Dr. Mikhail Zheludkevich is currently CICECO researcher at University of Aveiro, Aveiro, Portugal. He is leader of Surface Engineering and Corrosion Protection group. In 1998 he graduated from Belarusian State University. In 2002 he took his PhD degree in physical chemistry at the same University. He also is part-time assistant professor in the University of Aveiro teaching corrosion science. His current interests include development of novel self-healing protective coatings on the basis of ”smart” nanoreservoirs with active healing agents.

dr. ing. Thomas Zwieg

Larsen Strings A/S, Sonderborg, Denmark

Title lecture

Optimisation of tone quality or timbre of musical strings for bowed instruments

Author

Thomas Zwieg

Abstract

Musical strings are superficially considered simple constructions, usually built by a core of gut, synthetic fibres or a metal wire, often additionally wounded with metal wire.

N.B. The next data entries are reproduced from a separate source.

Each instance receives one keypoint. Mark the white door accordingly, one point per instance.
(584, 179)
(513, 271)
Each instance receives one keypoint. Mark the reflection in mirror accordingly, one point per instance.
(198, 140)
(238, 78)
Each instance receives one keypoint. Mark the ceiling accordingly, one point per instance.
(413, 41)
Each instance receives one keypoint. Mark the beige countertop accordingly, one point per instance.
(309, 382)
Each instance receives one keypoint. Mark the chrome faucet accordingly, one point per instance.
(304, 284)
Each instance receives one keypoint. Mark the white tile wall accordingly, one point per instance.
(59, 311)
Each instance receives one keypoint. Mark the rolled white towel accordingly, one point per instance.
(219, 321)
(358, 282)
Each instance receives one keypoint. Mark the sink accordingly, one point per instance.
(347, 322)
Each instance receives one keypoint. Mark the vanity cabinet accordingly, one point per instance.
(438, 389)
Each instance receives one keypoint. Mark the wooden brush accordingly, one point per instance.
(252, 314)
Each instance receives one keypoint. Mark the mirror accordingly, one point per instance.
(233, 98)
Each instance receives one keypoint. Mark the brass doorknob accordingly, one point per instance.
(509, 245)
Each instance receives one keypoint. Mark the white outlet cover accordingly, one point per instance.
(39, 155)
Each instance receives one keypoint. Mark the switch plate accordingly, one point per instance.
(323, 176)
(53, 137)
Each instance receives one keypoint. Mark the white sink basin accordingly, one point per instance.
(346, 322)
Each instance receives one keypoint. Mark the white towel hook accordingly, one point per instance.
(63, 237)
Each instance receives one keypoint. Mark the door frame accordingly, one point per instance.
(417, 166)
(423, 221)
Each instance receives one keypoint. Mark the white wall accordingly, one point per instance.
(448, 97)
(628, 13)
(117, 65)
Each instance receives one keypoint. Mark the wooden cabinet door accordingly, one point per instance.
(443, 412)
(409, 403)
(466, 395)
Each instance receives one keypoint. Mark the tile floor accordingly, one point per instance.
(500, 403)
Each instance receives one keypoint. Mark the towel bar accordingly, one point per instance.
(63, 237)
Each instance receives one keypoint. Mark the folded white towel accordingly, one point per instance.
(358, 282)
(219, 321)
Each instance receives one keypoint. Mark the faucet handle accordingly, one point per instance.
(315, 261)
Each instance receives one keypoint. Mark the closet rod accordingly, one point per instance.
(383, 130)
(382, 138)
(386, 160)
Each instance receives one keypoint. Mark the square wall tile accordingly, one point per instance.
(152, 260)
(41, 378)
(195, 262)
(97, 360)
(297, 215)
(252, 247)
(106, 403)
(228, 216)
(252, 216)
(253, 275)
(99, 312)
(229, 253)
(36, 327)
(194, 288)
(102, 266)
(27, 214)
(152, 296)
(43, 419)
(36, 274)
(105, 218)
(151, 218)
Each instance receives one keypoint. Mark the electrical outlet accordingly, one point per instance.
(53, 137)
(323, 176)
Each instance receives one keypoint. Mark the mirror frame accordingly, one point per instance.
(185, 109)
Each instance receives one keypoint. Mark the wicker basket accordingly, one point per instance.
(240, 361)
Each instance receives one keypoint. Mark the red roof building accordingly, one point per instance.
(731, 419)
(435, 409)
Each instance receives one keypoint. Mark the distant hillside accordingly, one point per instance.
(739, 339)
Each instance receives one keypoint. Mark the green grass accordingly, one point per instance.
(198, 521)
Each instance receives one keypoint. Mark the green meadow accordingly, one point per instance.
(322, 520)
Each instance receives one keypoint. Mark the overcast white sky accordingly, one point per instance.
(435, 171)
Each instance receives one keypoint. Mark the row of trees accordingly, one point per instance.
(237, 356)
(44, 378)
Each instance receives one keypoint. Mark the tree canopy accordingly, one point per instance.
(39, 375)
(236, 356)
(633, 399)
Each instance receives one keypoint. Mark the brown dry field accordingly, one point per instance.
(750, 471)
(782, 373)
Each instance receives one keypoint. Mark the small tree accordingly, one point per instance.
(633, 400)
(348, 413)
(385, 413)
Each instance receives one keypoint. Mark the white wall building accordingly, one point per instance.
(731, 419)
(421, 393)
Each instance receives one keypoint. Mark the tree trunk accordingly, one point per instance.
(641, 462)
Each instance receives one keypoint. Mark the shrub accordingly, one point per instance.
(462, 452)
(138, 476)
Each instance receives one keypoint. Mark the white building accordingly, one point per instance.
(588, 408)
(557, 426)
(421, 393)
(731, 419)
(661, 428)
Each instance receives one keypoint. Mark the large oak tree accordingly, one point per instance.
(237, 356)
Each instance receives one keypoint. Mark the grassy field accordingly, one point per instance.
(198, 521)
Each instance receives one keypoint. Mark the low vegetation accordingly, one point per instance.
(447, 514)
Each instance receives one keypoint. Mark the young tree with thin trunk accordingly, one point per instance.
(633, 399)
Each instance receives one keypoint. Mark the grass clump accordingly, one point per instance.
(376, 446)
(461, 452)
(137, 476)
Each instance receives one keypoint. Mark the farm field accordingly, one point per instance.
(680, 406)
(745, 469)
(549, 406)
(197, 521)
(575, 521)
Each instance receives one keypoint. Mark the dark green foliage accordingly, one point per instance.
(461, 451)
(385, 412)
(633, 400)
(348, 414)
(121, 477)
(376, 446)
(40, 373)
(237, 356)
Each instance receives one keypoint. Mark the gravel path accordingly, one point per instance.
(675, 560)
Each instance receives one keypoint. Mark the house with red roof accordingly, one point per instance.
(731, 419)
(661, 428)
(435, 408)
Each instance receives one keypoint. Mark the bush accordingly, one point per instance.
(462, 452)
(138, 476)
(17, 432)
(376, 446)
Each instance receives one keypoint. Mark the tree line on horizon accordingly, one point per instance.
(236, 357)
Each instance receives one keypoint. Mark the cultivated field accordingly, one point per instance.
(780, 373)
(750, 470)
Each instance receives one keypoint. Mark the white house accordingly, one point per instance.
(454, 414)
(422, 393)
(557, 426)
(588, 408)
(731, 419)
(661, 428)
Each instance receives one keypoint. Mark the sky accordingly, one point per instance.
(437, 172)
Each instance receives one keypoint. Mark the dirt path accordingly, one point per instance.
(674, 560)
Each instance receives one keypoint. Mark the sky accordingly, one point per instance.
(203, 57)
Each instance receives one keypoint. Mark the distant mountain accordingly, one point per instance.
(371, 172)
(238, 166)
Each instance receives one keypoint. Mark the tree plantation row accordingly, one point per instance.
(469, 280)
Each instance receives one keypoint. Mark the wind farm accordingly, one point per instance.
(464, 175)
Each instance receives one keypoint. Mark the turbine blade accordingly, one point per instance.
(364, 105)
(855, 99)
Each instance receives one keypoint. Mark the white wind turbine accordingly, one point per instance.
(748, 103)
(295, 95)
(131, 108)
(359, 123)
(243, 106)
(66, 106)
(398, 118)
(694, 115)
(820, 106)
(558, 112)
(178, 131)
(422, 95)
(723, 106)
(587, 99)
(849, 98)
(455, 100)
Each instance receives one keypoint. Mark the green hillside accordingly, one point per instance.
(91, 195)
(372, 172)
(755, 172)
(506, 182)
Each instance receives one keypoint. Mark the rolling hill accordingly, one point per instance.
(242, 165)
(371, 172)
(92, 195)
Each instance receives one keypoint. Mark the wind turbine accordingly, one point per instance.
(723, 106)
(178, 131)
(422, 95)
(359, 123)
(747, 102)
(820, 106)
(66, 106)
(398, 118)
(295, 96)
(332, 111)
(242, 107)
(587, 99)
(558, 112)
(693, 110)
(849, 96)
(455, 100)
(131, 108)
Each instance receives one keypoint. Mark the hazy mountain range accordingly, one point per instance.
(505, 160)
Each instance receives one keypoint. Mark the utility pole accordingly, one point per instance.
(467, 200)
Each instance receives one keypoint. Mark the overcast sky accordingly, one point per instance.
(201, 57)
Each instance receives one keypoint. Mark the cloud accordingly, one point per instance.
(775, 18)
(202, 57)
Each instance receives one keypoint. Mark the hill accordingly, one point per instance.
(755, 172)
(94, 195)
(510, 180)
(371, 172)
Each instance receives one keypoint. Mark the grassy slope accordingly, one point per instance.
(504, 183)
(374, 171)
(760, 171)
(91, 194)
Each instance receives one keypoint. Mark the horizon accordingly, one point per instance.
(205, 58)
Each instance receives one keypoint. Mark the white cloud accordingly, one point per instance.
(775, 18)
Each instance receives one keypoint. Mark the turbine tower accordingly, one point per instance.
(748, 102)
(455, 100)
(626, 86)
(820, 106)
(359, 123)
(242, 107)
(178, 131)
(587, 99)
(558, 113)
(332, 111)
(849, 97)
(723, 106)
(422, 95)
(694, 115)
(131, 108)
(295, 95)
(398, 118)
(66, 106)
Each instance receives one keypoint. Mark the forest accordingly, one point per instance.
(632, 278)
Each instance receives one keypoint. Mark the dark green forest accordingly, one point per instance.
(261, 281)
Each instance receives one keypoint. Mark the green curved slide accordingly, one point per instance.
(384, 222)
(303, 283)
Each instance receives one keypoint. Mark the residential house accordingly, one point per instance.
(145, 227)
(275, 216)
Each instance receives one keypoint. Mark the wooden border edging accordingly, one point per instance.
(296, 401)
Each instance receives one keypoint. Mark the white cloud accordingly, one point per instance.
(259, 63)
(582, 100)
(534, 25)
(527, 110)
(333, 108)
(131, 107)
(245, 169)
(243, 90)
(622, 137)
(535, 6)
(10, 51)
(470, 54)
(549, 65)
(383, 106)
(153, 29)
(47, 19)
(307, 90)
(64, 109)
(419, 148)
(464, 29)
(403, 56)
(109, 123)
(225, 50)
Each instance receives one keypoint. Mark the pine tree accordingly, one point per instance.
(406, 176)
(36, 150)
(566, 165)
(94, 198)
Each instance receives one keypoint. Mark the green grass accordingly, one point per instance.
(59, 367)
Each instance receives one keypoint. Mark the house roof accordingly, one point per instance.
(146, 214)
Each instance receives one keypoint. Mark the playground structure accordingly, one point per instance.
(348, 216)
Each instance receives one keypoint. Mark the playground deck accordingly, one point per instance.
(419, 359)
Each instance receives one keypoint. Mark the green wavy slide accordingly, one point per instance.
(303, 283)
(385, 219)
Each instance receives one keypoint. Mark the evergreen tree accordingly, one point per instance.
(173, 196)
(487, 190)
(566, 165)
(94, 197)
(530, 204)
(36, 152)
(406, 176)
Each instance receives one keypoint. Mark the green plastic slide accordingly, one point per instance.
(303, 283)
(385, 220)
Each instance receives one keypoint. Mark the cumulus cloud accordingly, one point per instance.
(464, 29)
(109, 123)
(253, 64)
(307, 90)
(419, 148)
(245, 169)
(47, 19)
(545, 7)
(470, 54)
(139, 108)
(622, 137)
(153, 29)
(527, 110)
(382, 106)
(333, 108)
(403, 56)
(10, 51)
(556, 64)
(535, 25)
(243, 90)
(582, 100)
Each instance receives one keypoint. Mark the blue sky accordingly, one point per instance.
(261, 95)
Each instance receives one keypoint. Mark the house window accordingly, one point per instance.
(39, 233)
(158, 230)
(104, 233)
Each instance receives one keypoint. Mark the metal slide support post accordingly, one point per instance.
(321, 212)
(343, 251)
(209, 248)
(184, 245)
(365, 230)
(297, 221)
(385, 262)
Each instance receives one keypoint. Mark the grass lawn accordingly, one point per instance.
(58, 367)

The pitch or fundamental frequency of a string is a function of the free vibrating length, called mensur, the tension of the string, typically defined by the instrument, the mass per unit length of the string and the string diameter. To tune a string to the desired pitch at an instrument with predefined mensur and tension requires therefore beside of a proper tensile strength of the core material a well adjusted construction. The properties of the selected materials are here of course essential. However also the most well adjusted physical construction does not guarantee a high tone quality, called timbre. A tone is formed by its fundamental frequency and the overtones of this frequency including harmonics and partials. Timbre includes the spectrum of all these frequencies and the envelope. Where spectrum means the frequencies structure of a tone, envelope describes the overall amplitude structure. Far from all overtones and amplitudes are harmonic for the listener. The art in musical string manufacturing is therefore to develop strings with an optimal timbre aligned to the actual instrument and even individual playing characteristics. And that’s no small thing. The key parameter is the right degree of internal friction of the string, called damping. One aim is to lower the amplitude of disturbing overtones or even completely to delete them. The other is to control the envelope, here especially sustain. To adjust the damping of a string, polymer chemistry in form of surface treatment, coatings and glues is applied. The right understanding of synthesis, application and behaviour of these polymeric materials and processes is therefore of essential importance.

Biography

Dr.-Ing. Thomas Zwieg graduated in Materials Science at TU Dresden (Germany) in 1994. Joining the Danish Technological Institute, DTI, in Aarhus (Denmark) in 1995 he worked as project engineer and manager, since 1999 focusing on ice nucleating and releasing surfaces and sol-gel coating synthesis. In 2006 he received his PhD in the field of biomimetic ice nucleating coatings. He built up and was head of the sol-gel workgroup at DTI before he joined Larsen Strings A/S as manager product development in 2007.